Whose name I have not forgotten,
despite all the nice to meet you’s and what was your name again’s and here, put your number into my phone’s of late August,
the exponential rate of beginnings
— I have not forgotten the endings, some trailing, some jagged and piercing
you more than others with the realization that none of this is
inexhaustible: recaps of the day in midnight exhaustion
of people you think you could love, but everything (everyone) in moderation
I have not forgotten how on this side of life, nothing seems to come full circle
except for you.
On Yom Kippur (9/16) they give us index cards to write the names of those lost, to be read aloud the next afternoon. I turn your name into memory into ink, then go to every service except for the last one, except for yours, I am tired of Judaism for the week, I say, but I am not tired of you (I do not say).
On Rosh Hashanah (9/7) they end with the mourner’s kaddish that shoves me back into the chamber of your absence, I am learning the anatomy of the back of my throat, and I am trying to keep up with words too fast whose meaning I am oblivious to, I am angry at this oblivion, at jew-ish-ness and the godlessness that never lets me say “rest in peace” and believe it.
In August, two days after move-in day, I see ghosts for the first time.
In August, two weeks before move-in day, you leave for the last time, and you leave only her behind
grief–
whose name is etched into late-summer-early-fall, whose finale I hope will be this last rainy day of September, in some what-is-this-a-metaphor-for-middle-school-English-class-short-answer-question kind of way, I am praying for cliches if only they are there to help me, like the downpour outside my window is your god’s tears, and how bad things come in threes and this is the third day in a row I’ve cried since August.
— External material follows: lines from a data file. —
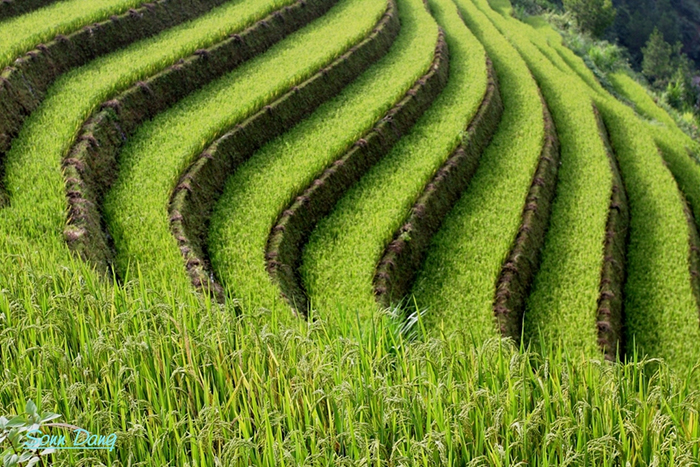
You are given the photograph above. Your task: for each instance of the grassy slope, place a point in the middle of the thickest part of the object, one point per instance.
(161, 149)
(562, 307)
(662, 315)
(261, 188)
(672, 141)
(22, 33)
(187, 384)
(32, 226)
(340, 258)
(457, 283)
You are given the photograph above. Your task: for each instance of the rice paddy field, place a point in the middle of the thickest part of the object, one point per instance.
(337, 232)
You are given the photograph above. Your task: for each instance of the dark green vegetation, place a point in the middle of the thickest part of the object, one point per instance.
(330, 224)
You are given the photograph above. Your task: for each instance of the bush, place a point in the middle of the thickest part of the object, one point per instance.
(593, 16)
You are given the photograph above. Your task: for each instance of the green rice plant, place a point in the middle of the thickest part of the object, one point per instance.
(660, 308)
(457, 284)
(339, 261)
(679, 151)
(660, 305)
(562, 306)
(11, 8)
(160, 151)
(20, 34)
(34, 180)
(261, 188)
(188, 383)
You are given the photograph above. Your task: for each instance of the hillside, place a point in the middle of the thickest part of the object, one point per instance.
(338, 232)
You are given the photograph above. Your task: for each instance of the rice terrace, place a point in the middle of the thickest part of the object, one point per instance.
(349, 233)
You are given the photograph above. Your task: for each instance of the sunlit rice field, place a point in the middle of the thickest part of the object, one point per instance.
(203, 204)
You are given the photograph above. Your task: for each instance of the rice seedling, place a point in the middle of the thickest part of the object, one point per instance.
(660, 308)
(10, 8)
(153, 159)
(260, 189)
(339, 261)
(34, 180)
(660, 305)
(457, 282)
(22, 33)
(182, 380)
(185, 383)
(562, 306)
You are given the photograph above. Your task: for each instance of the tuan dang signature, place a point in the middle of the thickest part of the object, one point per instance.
(82, 439)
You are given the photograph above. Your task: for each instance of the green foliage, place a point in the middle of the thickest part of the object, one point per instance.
(20, 34)
(157, 154)
(339, 261)
(562, 305)
(592, 16)
(466, 255)
(261, 188)
(657, 64)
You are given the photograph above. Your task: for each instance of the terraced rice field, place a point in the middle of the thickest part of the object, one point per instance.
(339, 232)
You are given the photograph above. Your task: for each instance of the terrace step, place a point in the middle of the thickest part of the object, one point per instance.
(297, 221)
(23, 85)
(523, 261)
(194, 198)
(91, 166)
(404, 255)
(611, 317)
(11, 8)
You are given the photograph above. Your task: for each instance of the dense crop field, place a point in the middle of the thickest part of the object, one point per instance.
(337, 232)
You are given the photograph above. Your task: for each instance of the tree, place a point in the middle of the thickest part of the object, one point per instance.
(656, 65)
(593, 16)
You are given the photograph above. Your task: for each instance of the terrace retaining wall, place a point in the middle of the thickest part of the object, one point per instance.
(610, 312)
(403, 256)
(296, 223)
(10, 8)
(91, 166)
(23, 85)
(522, 263)
(199, 188)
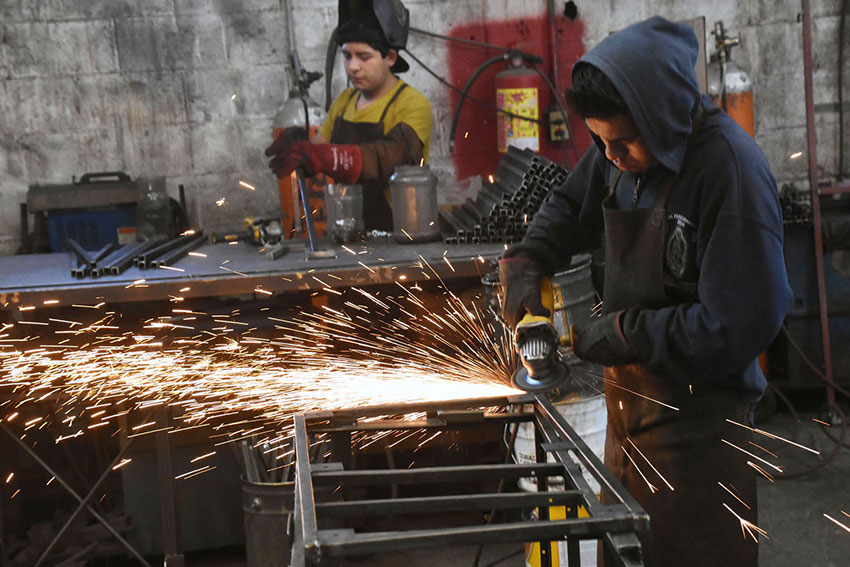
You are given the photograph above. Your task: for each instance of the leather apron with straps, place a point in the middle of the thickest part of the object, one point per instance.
(682, 453)
(377, 214)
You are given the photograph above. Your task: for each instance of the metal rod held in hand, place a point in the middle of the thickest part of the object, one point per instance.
(308, 212)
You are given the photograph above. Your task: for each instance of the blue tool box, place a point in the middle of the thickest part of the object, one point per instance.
(92, 228)
(97, 210)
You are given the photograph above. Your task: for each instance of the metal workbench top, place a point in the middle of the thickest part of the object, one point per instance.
(238, 269)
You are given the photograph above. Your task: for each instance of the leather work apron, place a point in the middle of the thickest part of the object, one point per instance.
(690, 526)
(377, 214)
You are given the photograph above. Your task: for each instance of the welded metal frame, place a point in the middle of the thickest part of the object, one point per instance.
(620, 522)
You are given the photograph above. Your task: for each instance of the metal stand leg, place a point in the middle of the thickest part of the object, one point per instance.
(171, 537)
(79, 498)
(83, 505)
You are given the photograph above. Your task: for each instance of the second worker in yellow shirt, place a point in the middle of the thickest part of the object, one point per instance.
(380, 123)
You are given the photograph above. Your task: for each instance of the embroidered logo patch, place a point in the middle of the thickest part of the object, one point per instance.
(680, 248)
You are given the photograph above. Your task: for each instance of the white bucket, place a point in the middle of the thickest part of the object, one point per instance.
(588, 417)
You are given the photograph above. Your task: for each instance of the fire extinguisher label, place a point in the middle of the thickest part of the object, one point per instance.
(515, 131)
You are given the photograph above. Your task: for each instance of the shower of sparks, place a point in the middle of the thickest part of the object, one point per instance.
(661, 476)
(735, 496)
(610, 382)
(213, 372)
(756, 457)
(772, 436)
(839, 524)
(747, 527)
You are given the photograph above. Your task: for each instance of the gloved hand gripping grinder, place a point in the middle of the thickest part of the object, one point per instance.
(537, 344)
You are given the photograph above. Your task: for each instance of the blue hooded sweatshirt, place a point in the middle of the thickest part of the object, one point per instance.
(724, 270)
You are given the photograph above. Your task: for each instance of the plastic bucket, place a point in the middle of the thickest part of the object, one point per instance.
(266, 507)
(588, 417)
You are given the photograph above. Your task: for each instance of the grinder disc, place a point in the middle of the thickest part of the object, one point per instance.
(552, 379)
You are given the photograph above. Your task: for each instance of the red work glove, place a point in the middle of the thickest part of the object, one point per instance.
(340, 161)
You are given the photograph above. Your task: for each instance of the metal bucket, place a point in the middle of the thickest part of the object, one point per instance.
(574, 294)
(414, 204)
(267, 507)
(588, 416)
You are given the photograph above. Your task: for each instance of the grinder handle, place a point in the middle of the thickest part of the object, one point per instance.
(547, 299)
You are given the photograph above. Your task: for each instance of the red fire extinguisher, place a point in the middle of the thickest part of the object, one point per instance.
(522, 93)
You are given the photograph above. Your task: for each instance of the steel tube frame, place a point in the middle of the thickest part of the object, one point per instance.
(811, 136)
(621, 524)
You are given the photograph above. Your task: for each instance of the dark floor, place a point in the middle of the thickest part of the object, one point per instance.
(791, 512)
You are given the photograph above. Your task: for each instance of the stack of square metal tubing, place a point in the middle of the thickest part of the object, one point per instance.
(110, 260)
(504, 207)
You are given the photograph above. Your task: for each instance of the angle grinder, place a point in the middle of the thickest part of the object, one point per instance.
(537, 344)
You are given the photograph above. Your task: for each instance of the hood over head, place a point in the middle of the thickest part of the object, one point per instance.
(651, 63)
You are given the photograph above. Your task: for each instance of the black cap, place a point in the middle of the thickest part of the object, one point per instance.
(381, 22)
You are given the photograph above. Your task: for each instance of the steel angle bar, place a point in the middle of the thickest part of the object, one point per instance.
(447, 220)
(149, 255)
(437, 474)
(339, 543)
(304, 489)
(120, 264)
(436, 408)
(75, 248)
(560, 431)
(452, 503)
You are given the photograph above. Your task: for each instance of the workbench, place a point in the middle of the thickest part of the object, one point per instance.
(240, 269)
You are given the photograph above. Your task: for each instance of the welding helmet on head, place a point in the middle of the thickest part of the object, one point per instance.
(384, 22)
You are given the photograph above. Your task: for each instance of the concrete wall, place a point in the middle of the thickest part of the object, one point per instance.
(188, 88)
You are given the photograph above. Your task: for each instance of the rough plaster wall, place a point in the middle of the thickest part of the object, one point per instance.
(148, 86)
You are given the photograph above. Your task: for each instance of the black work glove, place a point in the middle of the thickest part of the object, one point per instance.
(519, 279)
(279, 149)
(601, 340)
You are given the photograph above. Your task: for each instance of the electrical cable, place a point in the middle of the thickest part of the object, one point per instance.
(460, 40)
(839, 443)
(841, 26)
(506, 52)
(471, 98)
(563, 110)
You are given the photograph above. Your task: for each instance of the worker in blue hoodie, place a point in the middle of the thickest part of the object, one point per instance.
(685, 205)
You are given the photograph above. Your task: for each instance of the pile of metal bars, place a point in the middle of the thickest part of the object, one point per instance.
(110, 260)
(506, 203)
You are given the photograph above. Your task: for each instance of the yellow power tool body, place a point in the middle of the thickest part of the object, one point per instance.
(537, 344)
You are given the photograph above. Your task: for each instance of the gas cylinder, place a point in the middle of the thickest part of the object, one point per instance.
(729, 86)
(291, 114)
(523, 92)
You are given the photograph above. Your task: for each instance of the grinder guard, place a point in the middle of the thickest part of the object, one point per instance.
(537, 343)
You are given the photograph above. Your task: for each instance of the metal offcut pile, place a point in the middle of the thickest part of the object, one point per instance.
(506, 203)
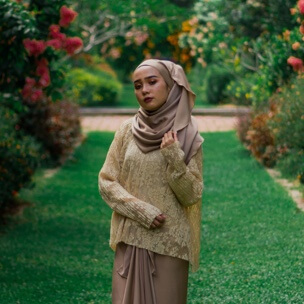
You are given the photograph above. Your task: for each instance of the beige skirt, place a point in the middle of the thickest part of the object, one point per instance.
(141, 276)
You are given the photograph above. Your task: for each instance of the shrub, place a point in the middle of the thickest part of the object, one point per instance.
(288, 129)
(19, 157)
(55, 124)
(216, 80)
(92, 87)
(261, 140)
(242, 127)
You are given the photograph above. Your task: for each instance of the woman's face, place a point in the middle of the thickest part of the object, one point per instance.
(150, 88)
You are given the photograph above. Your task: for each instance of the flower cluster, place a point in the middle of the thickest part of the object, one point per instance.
(32, 89)
(297, 63)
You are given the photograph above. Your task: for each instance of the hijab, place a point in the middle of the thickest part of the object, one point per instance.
(149, 127)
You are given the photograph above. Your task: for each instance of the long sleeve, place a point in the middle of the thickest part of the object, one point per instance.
(184, 180)
(115, 195)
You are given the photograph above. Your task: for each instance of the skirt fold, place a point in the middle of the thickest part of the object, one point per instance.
(141, 276)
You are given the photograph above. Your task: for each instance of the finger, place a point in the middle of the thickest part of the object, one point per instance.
(156, 223)
(160, 219)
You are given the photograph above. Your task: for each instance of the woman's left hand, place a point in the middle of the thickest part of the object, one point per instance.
(168, 139)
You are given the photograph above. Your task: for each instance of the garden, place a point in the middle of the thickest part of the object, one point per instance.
(58, 56)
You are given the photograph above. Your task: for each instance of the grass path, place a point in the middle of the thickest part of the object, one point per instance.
(252, 240)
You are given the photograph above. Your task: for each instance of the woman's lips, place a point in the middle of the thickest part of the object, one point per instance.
(148, 99)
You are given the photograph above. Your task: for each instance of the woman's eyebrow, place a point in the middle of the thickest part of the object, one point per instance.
(152, 76)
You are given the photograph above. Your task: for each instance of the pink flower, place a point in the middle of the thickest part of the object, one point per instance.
(72, 44)
(296, 63)
(28, 87)
(301, 6)
(44, 73)
(45, 80)
(67, 15)
(36, 95)
(34, 47)
(54, 43)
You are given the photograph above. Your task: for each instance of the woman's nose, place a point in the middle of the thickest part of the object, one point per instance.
(145, 89)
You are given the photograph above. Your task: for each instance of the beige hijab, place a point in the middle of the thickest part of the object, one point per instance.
(149, 127)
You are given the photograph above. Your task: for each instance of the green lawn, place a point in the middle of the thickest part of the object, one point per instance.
(252, 234)
(128, 100)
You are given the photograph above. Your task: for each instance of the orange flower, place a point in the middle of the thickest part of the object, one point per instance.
(301, 6)
(54, 43)
(296, 63)
(286, 35)
(295, 46)
(54, 31)
(72, 44)
(67, 15)
(34, 47)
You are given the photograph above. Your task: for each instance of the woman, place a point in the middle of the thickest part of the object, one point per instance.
(152, 179)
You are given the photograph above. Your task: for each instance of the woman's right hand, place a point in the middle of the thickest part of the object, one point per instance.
(158, 221)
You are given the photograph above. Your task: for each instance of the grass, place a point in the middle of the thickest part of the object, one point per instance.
(252, 234)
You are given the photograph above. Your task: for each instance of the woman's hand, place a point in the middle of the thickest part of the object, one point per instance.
(158, 221)
(168, 139)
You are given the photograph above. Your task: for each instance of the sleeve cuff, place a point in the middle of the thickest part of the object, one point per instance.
(173, 154)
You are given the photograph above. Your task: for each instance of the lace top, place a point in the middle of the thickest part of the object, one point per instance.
(139, 186)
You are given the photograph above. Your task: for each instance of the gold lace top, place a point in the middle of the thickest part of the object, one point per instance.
(139, 186)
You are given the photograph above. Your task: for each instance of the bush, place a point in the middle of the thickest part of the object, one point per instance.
(288, 129)
(56, 125)
(216, 80)
(19, 157)
(92, 87)
(261, 140)
(242, 126)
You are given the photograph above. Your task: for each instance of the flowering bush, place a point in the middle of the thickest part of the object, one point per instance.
(19, 157)
(34, 39)
(288, 129)
(59, 127)
(92, 87)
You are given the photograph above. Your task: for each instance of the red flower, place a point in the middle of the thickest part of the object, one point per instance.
(54, 43)
(43, 71)
(54, 31)
(45, 79)
(72, 44)
(301, 6)
(28, 87)
(67, 15)
(36, 95)
(296, 63)
(34, 47)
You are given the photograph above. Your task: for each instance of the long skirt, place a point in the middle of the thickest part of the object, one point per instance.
(141, 276)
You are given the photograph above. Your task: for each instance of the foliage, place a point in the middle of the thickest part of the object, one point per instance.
(126, 32)
(19, 157)
(288, 129)
(246, 212)
(261, 140)
(242, 126)
(92, 87)
(275, 135)
(59, 127)
(216, 81)
(254, 50)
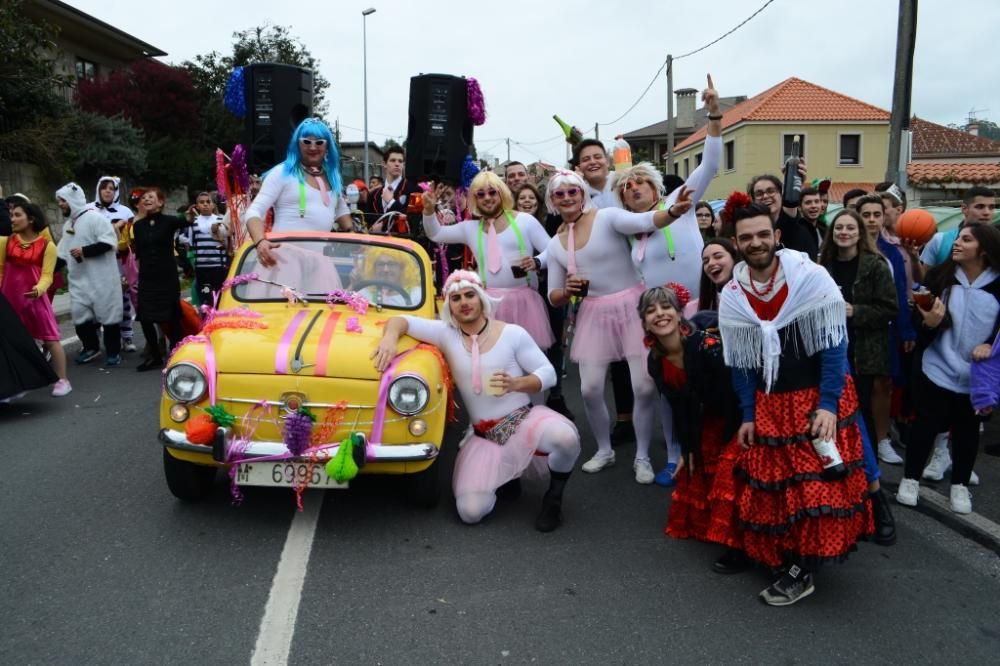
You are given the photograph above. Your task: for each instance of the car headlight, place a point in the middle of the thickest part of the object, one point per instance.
(408, 395)
(185, 382)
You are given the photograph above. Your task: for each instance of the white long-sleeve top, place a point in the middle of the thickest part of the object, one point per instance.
(467, 232)
(604, 260)
(657, 267)
(514, 352)
(281, 192)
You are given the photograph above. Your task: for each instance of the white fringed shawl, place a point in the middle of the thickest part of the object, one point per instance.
(814, 306)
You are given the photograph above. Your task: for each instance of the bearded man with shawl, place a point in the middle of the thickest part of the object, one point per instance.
(784, 332)
(87, 246)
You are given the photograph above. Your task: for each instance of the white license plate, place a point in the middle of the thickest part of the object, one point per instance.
(286, 474)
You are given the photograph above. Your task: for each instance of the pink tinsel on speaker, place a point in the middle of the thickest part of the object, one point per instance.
(476, 103)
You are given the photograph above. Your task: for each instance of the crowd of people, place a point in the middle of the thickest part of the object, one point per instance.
(784, 351)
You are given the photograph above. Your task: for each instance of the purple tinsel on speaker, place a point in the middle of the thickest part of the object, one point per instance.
(476, 103)
(469, 171)
(234, 98)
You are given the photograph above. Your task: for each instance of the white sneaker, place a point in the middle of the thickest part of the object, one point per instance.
(643, 471)
(599, 462)
(887, 454)
(939, 464)
(61, 388)
(961, 499)
(909, 492)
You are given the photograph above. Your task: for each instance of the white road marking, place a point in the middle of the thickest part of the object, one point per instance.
(277, 628)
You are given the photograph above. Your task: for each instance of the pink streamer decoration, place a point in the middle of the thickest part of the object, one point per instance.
(476, 103)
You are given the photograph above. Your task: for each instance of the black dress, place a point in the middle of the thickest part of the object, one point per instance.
(159, 286)
(22, 366)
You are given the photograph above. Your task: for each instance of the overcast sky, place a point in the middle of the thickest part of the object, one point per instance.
(589, 61)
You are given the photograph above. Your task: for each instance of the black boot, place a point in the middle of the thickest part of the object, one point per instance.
(885, 524)
(551, 514)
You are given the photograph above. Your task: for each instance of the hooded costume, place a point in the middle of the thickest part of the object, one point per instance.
(94, 282)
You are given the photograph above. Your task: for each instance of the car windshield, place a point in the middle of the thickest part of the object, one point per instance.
(388, 276)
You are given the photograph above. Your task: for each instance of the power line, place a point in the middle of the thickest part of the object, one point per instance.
(714, 41)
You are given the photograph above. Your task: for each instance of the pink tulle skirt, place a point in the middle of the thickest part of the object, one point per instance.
(483, 466)
(35, 313)
(608, 328)
(524, 306)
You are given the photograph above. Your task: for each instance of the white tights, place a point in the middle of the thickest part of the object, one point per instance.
(556, 438)
(592, 378)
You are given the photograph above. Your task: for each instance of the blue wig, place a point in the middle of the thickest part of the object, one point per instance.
(313, 128)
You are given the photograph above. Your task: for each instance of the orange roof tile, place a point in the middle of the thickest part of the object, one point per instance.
(933, 139)
(795, 100)
(939, 173)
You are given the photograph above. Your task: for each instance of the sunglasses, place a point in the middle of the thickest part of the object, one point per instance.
(568, 192)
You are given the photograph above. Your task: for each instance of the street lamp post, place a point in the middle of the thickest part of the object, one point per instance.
(364, 32)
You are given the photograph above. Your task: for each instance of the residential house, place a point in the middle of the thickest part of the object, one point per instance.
(842, 138)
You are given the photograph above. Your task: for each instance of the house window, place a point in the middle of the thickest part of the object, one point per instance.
(786, 146)
(850, 150)
(85, 69)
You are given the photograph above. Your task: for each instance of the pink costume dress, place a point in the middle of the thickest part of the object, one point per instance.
(27, 266)
(608, 327)
(520, 301)
(483, 466)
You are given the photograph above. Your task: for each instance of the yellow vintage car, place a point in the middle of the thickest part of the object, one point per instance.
(294, 340)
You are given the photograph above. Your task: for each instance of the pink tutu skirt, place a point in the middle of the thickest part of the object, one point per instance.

And despite what people call her, there is no “good” that precedes her name,
no, only a monosyllabic creature
who was a woman, place in the kitchen, in the distraction of the olfactory
who was a man, place in the deep folds of nighttime and midnight howls
if-you-cry-to-the-world-but-no-one-hears-it-did-you-really-cry-to-the-world
who I have tried to force into a whisper, who in return has broken
all agreed upon boundaries,
broken out at 11 AM,
in classrooms,
in broad daylight and
places with high danger of witnesses,
who I have shushed and sequestered and tried to turn
into a whisper, until there is nothing left to do but wonder
when her retaliation is complete.
In October, I find mirrors among the living
and with our August ghosts, she reminds me
that I am not the only one
still learning how to forget.
And at last: I am no longer sorry that I dared utter your name.